Il nostro suggerimento è di evitare di dare lo Smartphone prima dei 13 anni; e quando lo si consegna va fatto includendo regole e le istruzioni per l’uso. Dobbiamo monitorare l’uso che ne fanno i nostri figli, intervenendo se escono dalle regole concordate. È normale che un bambino a 10 anni desideri uno smartphone ed è sano che un genitore sappia dirgli di no spiegandogliene il motivo e tollerando la rabbia e il dolore del figlio per questa frustrazione. È importante che la famiglia abbia delle regole condivise sull’utilizzo delle tecnologie: può essere una buona idea fare un accordo familiare che tutti devono rispettare. Non possiamo chiedere ai nostri figli di rispettare delle regole che noi siamo i primi a trasgredire. Se vogliamo essere degli adulti efficaci ed autorevoli è fondamentale che siamo coerenti. Quindi se chiediamo ai nostri figli di non utilizzare il cellulare a tavola, siamo noi i primi a non doverlo usare. Suggeriamo dei momenti di Detox Tecnologici familiari in cui proponiamo delle attività piacevoli da fare tutti insieme.

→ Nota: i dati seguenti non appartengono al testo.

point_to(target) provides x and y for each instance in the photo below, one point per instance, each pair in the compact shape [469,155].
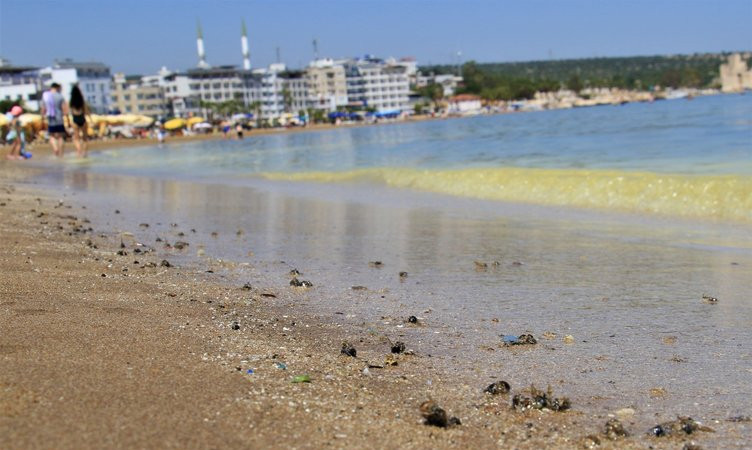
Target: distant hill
[495,80]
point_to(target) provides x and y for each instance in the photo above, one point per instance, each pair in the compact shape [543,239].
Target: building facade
[19,84]
[377,85]
[93,78]
[327,85]
[138,95]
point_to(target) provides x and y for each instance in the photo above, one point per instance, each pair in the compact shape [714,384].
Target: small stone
[615,430]
[348,350]
[657,392]
[499,387]
[625,412]
[300,283]
[433,414]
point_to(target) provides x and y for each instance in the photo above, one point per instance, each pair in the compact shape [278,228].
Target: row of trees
[511,81]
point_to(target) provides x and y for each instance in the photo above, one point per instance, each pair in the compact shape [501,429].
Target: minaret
[244,45]
[200,46]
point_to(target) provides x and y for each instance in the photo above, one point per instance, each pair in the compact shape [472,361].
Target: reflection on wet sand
[629,294]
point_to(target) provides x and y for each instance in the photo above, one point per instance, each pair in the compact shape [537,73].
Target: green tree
[575,83]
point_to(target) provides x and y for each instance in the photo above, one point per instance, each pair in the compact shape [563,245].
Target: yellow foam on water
[724,197]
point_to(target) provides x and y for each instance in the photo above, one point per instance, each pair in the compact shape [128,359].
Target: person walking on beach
[79,110]
[55,111]
[15,136]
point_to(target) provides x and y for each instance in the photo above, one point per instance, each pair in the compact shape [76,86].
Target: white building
[19,84]
[375,84]
[93,79]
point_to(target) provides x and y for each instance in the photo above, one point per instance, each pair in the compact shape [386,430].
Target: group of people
[55,111]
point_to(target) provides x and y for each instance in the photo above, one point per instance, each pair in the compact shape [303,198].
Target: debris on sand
[523,339]
[685,425]
[436,416]
[348,349]
[540,400]
[300,283]
[499,387]
[615,430]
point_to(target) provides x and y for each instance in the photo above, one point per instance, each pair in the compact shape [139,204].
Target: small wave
[719,197]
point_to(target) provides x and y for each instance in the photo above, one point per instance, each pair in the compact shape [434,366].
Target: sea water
[608,224]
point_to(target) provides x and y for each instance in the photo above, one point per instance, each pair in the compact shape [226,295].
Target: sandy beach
[105,345]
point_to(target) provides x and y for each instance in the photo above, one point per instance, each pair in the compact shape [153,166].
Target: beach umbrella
[114,119]
[143,121]
[174,124]
[194,120]
[96,118]
[28,118]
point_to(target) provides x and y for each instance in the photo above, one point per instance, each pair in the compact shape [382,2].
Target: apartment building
[375,84]
[327,85]
[138,95]
[93,78]
[20,84]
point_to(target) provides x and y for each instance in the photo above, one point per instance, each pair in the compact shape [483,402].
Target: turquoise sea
[608,224]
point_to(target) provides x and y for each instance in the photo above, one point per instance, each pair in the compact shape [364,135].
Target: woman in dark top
[79,110]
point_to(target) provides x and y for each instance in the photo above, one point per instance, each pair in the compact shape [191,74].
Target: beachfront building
[448,82]
[377,85]
[295,91]
[464,104]
[736,75]
[93,78]
[326,84]
[19,84]
[138,95]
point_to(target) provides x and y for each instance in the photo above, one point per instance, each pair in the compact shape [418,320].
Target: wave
[722,197]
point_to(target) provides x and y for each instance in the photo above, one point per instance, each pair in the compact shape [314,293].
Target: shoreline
[147,356]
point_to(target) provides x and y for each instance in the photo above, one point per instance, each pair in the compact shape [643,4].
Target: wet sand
[100,351]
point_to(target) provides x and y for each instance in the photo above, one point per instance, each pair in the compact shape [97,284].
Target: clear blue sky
[140,36]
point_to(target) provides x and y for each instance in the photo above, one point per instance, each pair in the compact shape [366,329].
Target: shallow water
[626,283]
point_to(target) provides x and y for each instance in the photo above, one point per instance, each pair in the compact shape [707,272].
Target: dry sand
[100,350]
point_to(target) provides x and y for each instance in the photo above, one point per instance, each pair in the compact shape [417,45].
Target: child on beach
[16,137]
[55,112]
[79,110]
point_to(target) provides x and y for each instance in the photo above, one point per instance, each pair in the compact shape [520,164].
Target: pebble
[499,387]
[348,349]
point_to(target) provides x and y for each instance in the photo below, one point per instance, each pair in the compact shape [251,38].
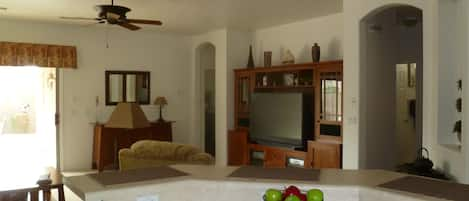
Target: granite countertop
[85,184]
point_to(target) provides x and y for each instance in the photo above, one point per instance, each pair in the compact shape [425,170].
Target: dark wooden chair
[51,181]
[20,195]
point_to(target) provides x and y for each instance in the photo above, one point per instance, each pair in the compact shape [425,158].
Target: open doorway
[391,87]
[206,68]
[27,118]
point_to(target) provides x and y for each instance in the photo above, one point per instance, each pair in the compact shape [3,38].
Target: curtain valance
[25,54]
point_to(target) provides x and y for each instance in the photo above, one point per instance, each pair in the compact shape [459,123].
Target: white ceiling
[181,16]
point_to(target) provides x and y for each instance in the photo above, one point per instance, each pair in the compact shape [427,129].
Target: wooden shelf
[288,67]
[285,89]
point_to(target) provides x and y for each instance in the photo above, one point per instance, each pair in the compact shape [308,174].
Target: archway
[391,77]
[205,71]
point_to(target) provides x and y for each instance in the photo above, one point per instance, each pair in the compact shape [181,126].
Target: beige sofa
[151,153]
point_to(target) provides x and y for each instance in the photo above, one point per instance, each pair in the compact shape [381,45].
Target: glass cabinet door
[329,105]
[331,96]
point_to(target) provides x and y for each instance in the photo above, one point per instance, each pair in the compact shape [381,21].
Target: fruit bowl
[293,193]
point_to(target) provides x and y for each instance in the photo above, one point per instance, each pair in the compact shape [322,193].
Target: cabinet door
[324,155]
[274,158]
[243,88]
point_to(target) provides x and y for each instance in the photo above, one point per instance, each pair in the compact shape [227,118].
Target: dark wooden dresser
[108,141]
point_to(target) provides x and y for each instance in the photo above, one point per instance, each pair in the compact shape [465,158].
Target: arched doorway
[206,93]
[391,72]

L’ultima indicazione: prestiamo attenzione ai campanelli di allarme. Se i nostri figli hanno un’alterazione dell’umore, del ritmo sonno-veglia, perdono il controllo e reagiscono aggressivamente, hanno un calo del rendimento scolastico, tendono sempre più ad evitare occasioni sociali, manifestano sintomi ansiosi, chiediamoci e chiediamo loro cosa sta succedendo. E se un rapporto problematico con le tecnologie possa avere un qualche ruolo in questa situazione.